Finding Hope During the Great Depression

Awake and Sing! examines the American dream

Riley O'ConnellTHE SANTA CLARANovember 12, 2015

[dropcap]I[/dropcap]ncome inequality is at a higher level now than during the Great Depression. So during Santa Clara’s production of Clifford Odet’s 1935 play, “Awake and Sing!,” audiences can find striking similarities between themselves and a struggling three-generation Jewish American family in the 1930s Bronx.

After working nearly 100 shows at the Oregon Shakespeare Festival in Ashland, guest director Scott Kaiser oversaw the wildly emotional play. According to him, it’s a “loving homage to the Ashkenazi Jews that fled the pogroms (ethnic massacres) of Europe, settled in the United States and scratched their way out of poverty over many generations.”

Though Kaiser has loved, performed and directed Shakespeare since the age of 15, he jumped at the chance to direct Santa Clara’s fall play, which runs nightly at 8 p.m. through Saturday in the Louis B. Mayer Theatre. Kaiser saw the relatively more modern piece as an opportunity both to explore his own heritage and to “teach a master class in acting” in a university setting.

“I (love) watching my actors’ work deepen in front of an audience,” Kaiser said.

And deepen, it did. Over the course of two hours, the audience delved into the insurmountable tension between Bessie Berger (played by senior Maura Bonini) and her husband Myron, father Jacob and children Hennie and Ralph.

All characters, but especially the kids, lie in wait throughout the play to break free from their stifled, poor existence.

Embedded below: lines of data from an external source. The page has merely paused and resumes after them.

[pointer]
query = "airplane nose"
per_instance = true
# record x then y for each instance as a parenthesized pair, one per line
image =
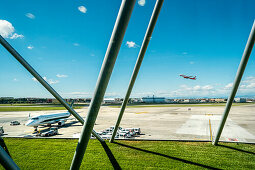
(29, 123)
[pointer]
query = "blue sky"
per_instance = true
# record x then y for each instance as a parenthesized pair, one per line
(65, 41)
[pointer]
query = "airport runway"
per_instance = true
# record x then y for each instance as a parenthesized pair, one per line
(159, 123)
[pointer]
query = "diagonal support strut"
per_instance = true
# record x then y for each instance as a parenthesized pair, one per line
(139, 61)
(118, 33)
(239, 74)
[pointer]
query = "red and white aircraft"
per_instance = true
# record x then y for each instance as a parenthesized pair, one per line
(188, 77)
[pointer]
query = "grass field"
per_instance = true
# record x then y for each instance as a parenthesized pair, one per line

Fiercely intelligent and disobedient, the youngest Bergers fight for their right to happiness.

Ralph refuses a life governed by materialism, but his mother, a lower-class woman living in the midst of the Great Depression, knows and stresses the importance of wealth.

“The themes and questions this play poses are still relevant,” said senior Tabitha Petrini, who plays Hennie. “The tension between immigration and assimilation, capitalism and communism, and responsibilities versus freedom are all issues our society still grapples with.”

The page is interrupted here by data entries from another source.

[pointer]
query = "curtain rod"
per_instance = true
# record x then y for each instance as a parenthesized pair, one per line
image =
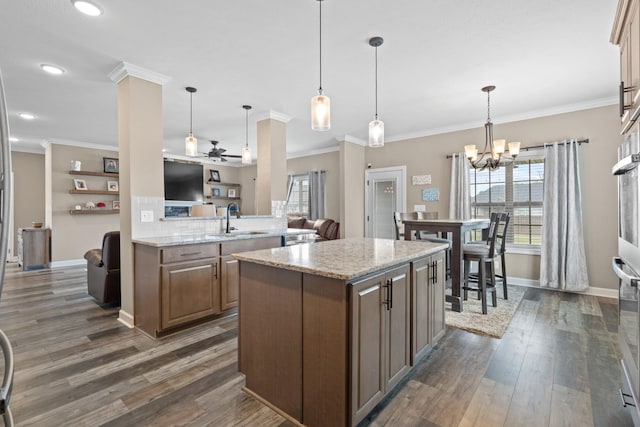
(534, 147)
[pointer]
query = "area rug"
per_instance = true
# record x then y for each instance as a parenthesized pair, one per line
(495, 322)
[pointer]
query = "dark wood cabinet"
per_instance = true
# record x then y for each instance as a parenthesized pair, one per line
(355, 345)
(230, 269)
(368, 344)
(178, 285)
(188, 291)
(427, 304)
(380, 330)
(229, 282)
(174, 285)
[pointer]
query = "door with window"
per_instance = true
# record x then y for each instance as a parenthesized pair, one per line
(384, 193)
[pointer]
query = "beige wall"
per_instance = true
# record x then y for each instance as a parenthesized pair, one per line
(352, 189)
(328, 162)
(427, 155)
(73, 235)
(28, 192)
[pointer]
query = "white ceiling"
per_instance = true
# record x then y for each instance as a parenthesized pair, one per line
(544, 56)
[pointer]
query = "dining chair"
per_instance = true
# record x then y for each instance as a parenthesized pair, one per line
(485, 255)
(501, 251)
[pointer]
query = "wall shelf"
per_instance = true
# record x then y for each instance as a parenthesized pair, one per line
(104, 192)
(93, 211)
(89, 173)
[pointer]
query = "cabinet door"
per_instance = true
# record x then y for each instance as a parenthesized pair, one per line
(368, 311)
(229, 282)
(437, 285)
(188, 291)
(398, 351)
(421, 275)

The two siblings each seek their solace in romance. Ralph finds it with his penniless lover, Blanche. But Hennie vacillates between her immigrant husband Sam, who came into her life to cover up her out-of-wedlock pregnancy with a random man, and tough guy, family friend and amputee, Moe Axelrod, with whom she shares an impossible-to-deny chemistry.

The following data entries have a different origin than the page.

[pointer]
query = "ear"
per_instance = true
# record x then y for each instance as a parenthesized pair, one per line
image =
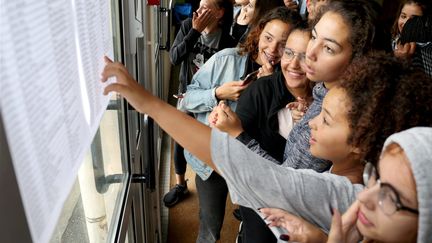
(356, 150)
(220, 13)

While the siblings are prideful and aware of their personal motivations, both maintain their love of family throughout. Yet they don’t make it clear whether this is out of obligation or choice.

Regardless, the play inspires sympathy for the family as the audience identifies with the emotions they dig up. Drew Descourouez, the first-year behind Ralph Berger, said his hope for the show was to have the audience wrestle with emotional and mental quandaries that may not have occurred to them naturally.

“It’s an ambitious goal, but I think the true aim of any art is to make us all feel, think and live, deeply, truly and freely,” Descourouez said. “I find it so exciting to be given the chance to use art to bring life to certain ideas, to be responsible advocates for those ideas.”

Petrini wants the audience to avoid judging the characters, and instead seek to understand their nuanced motivations. The strong wills of mother and daughter clash as they each pursue their own noble goals.

“Hennie is an independent woman living in a constraining family,” Petrini said. “It’s the thirties, and social constraints and familial obligations affect her more significantly than they would in modern society. And it’s not that Hennie is good and Bessie (her mother) is bad for imposing these social norms. It was just a complex time and Hennie got into a bad situation. Her mom is trying to keep the family together and Hennie is trying to live her own life.”

“Awake and Sing!” is a classic story of the American Dream. It details the hurdles we must overcome to realize our hopes. The characters grapple with a swarm of conflicting responsibilities and longings in a quest to achieve the elusive goal of lasting happiness. It’s a relatable tale for any citizen of this country, as we can find slivers of ourselves in this hardscrabble family.

“It’s a very human show,” Descourouez said. “I hope people are willing to apply themselves, willing to imagine themselves somewhere onstage, as someone in this family.”